Here's what happens when you let the drug companies run their own research: You get what they pay for.
And they're not paying for naysayers.
A new study finds signs of bias all over the research used by the feds to approve the cholesterol med Crestor for millions of healthy people with normal cholesterol levels. The study, called JUPITER, found that the drug might help lower the risk of heart problems in people with elevated levels of the inflammation marker C-reactive protein (CRP). (Read "Statins aimed at healthy people.")
But a new analysis finds that JUPITER--which was paid for by Crestor's maker, AstraZeneca--had so many problems and was so inconsistent that it shouldn't have been used to change any of the guidelines for the use of the med.
For example, nine of the 14 researchers behind the JUPITER study had financial ties to the AstraZeneca, according to the new analysis in the Archives of Internal Medicine.
And that's not even the biggest conflict.
The researchers also note that the study involved the use of a new test to measure levels of CRP--a test that millions of healthy Americans can now expect to receive at their own doctors' offices now that Crestor has been approved for them.
Well, it just so happens that this test was created by the lead author of the JUPITER study, who is also a co-holder of the patent for it. That means he could soon enjoy a statin side effect that the rest of us can only envy: What to do with all the extra money that will be coming in.
If that's not a conflict I don't know what is. Even he admits it is--but seems to think it's OK because everyone knows about it.
"My conflict has been publicly disclosed literally hundreds of times going as far back as 1997," Dr. Paul Ridker said in an email to Bloomberg News. "There is nothing new here."
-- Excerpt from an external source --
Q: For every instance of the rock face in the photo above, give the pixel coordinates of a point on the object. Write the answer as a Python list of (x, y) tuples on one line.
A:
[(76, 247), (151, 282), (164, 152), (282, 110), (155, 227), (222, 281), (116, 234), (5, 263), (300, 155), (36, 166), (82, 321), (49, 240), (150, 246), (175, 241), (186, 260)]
Maybe it's not new. But it's certainly relevant. So are some of the other dirty details--like the decision to pull the plug on this study after just two years, when it was supposed to run for five years.
Why the hurry?
Take a guess--because no one else has a better answer than you do. The researchers behind the new analysis said that inconsistencies in the data "should have led to the continuation of the trial rather than its premature ending."
But you know Big Pharma. They love a happy ending--and they cut the study off as soon as they got one.
If you take these meds, however, you could be anything but happy: Statin side effects including debilitating muscle pain, liver and kidney problems and cataracts.
All for a med that has never been proven to extend a single life.